The transcription of a lecture by Erik Verhagen on Stephan Balkenhol's Petit nu (1993).
Stephan Balkenhol makes serial objects. While questioning the history of sculpture, he maintains a close relationship with the material and plays on shifts in scale.
The figure of the
Petit nu (Little Nude) appears to be an outgrowth from a block or base. The woman perched atop this large parallelepiped appears as a small, precious “object”. Carved directly into the body of the wood, she shows some polychrome traces, reminiscent of medieval statuary or expressionist sculpture. The overall “rough-hewn” effect reflects the desire to leave visible traces of the process of work and chisel marks. The lack of gesture or expressiveness in
Stephan Balkenhol's figures is not synonymous with an inability to communicate. For the artist, who is also interested in Egyptian statuary, an impassive face provides a foil to the figure's personality, accentuating it all the more.
Erik Verhagen is a lecturer in contemporary art history at the University of Valenciennes. He has published numerous essays and articles on art from the 1960s to the present and is a regular contributor to specialist periodicals including
Art Press,
Critique d'Art and
Les Cahiers du Musée National d'Art Moderne. In 2010 he was curator of the Jan Dibbets exhibition at the Musée d'Art Moderne de la Ville de Paris. He co-authored the
Stephan Balkenhol catalogue, published in 2010 on the occasion of the artist's first major solo exhibition in France which ran until January 23, 2011 at the Musée de Grenoble.

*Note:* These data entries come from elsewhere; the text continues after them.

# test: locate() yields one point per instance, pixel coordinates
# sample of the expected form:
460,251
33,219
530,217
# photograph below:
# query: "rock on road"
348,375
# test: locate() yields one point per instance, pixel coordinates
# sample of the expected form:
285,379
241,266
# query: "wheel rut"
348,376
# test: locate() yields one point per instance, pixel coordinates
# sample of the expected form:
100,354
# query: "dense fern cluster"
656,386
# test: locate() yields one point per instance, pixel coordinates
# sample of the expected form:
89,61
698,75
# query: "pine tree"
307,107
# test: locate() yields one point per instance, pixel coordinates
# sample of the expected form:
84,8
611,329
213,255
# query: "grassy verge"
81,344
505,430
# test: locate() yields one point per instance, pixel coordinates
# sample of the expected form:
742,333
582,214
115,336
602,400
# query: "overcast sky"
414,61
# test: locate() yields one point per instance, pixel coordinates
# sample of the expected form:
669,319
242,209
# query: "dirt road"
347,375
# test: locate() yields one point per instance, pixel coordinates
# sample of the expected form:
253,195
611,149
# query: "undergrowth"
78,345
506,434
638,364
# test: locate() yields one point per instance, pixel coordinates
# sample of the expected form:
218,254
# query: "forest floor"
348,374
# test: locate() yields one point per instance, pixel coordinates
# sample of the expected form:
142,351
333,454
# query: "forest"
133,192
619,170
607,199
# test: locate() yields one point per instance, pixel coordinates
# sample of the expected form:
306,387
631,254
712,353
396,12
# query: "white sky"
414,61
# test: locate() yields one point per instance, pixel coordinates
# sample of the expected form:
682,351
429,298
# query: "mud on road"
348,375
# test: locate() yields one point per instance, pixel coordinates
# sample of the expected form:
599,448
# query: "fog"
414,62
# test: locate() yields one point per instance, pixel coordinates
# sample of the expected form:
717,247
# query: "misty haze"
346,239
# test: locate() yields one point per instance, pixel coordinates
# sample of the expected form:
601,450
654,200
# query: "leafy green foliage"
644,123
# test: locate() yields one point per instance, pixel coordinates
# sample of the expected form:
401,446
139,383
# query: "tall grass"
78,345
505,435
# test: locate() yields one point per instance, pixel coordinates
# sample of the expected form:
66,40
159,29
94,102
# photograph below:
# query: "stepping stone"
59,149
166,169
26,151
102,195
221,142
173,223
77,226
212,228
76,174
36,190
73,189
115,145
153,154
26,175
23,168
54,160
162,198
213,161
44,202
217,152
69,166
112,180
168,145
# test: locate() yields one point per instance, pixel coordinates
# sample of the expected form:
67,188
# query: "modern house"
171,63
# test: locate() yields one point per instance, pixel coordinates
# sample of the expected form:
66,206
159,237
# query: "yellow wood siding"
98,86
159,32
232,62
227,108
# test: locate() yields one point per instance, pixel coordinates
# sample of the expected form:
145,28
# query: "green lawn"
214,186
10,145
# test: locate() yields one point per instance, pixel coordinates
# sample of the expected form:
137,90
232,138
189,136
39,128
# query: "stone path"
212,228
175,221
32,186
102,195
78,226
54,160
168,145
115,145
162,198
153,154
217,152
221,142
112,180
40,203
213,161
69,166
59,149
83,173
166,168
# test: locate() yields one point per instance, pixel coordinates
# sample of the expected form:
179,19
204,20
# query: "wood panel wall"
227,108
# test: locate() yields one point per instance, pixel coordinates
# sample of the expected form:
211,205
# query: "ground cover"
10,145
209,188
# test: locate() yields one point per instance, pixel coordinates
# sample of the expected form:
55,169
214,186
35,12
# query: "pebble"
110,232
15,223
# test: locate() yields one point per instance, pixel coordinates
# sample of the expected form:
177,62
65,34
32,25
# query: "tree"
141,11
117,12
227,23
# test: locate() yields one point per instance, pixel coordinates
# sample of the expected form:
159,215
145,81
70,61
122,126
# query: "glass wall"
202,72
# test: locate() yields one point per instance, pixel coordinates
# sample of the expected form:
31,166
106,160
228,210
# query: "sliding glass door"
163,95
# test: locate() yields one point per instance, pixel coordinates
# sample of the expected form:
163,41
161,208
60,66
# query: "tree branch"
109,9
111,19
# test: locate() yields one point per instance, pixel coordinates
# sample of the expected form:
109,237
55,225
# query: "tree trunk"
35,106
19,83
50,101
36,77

German artist Stephan Balkenhol (born 1957 in Fritzlar, lives and works between Karlsruhe, Germany, and Meisenthal, France) has been producing polychrome wooden sculptures since the 1980's human or animal figures, sometimes hybrid, men and women of today in simple poses, standing statues or portrait busts. By choosing to carve wood like an artisan and to bring forth realistic-looking figures, Balkenhol breaks with a certain tradition of abstract and minimal contemporary sculpture, and takes up a place apart in the current art scene.